Retention networks have been making waves in the large language model scene, with big claims about the potential to replace transformers with training parallelism, cheaper inference and good performance. I noticed some similarities with other work on RWKV and fast attention and wanted to see if any of the ideas were transferable.

TL;DR

  • I implemented retention networks using keras-nlp. There aren’t any publicly available weights so it’s not much use for the moment, but feel free to check out the repo;
  • As well as the original implementations, I explored some other implementations based on parallel associative scans that slightly improve performance; and
  • I explore the scaling behaviour of various implementations and motivate an alternative model architecture.

Retnet: A Review

The main contribution of retention networks is to replace the attention module from transformers with so-called retention,

\[\text{Retention}(Q, K, V) = \left(D \odot K Q^T\right) V,\]

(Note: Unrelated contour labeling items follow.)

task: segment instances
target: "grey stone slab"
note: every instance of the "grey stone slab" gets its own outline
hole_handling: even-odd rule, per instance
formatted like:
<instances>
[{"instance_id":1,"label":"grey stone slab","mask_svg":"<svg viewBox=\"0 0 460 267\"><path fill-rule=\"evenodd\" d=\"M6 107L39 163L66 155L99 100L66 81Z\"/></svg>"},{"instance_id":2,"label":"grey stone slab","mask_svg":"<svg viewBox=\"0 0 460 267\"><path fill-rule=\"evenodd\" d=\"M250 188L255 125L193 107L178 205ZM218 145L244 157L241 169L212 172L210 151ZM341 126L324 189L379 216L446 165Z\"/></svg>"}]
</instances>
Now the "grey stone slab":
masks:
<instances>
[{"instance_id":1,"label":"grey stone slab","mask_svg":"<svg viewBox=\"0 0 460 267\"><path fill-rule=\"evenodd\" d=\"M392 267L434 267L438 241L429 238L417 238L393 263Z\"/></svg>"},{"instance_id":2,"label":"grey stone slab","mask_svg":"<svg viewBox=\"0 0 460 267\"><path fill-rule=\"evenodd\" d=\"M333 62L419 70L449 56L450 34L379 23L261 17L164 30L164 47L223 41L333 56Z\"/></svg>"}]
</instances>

where $\odot$ represents an elementwise product and $D$ is a lower-triangular matrix with values given by powers of a scalar $0 < \gamma < 1$,

\[D_{ij} =\begin{cases} \gamma^{i-j} & i \ge j, \\ 0 & \text{otherwise.} \end{cases}\]

wher $Q \in \mathbb{R}^{T \times d_k}$, $K \in \mathbb{R}^{T \times d_k}$ and $V \in \mathbb{R}^{T \times d_v}$ are key, query and value tensors with obvious analogies in standard attention, $T$ is the sequence length and $d_k$ and $d_v$ are the key and value dimension respectively. The authors also propose multi-scale retention analogous to multi-head attention where decay values $\gamma$ vary across heads.

In terms of implementation, the authors propose 3: a highly parallelizable block implementation for training, a serial recurrent implementation for cheap/low latency inference and a hybrid chunkwise recurrent implementation that attempts to combine some of the parallelism offered by the block implementation with the scalability of the recurrent implementation. Let’s explore each of them in more detail.

Block Implementation

The block implementation is simplest and involves straight forward evaluation of the definition, i.e. the product $KQ^T$, it’s element-wise product with an explicitly evaluated $D$ and then multiplication by values $V$. Critically, this involves only highly optimized matrix-matrix multiplications and a trivially parallelizable elementwise product, making this ideal for application on accelerators like GPUs or TPUs.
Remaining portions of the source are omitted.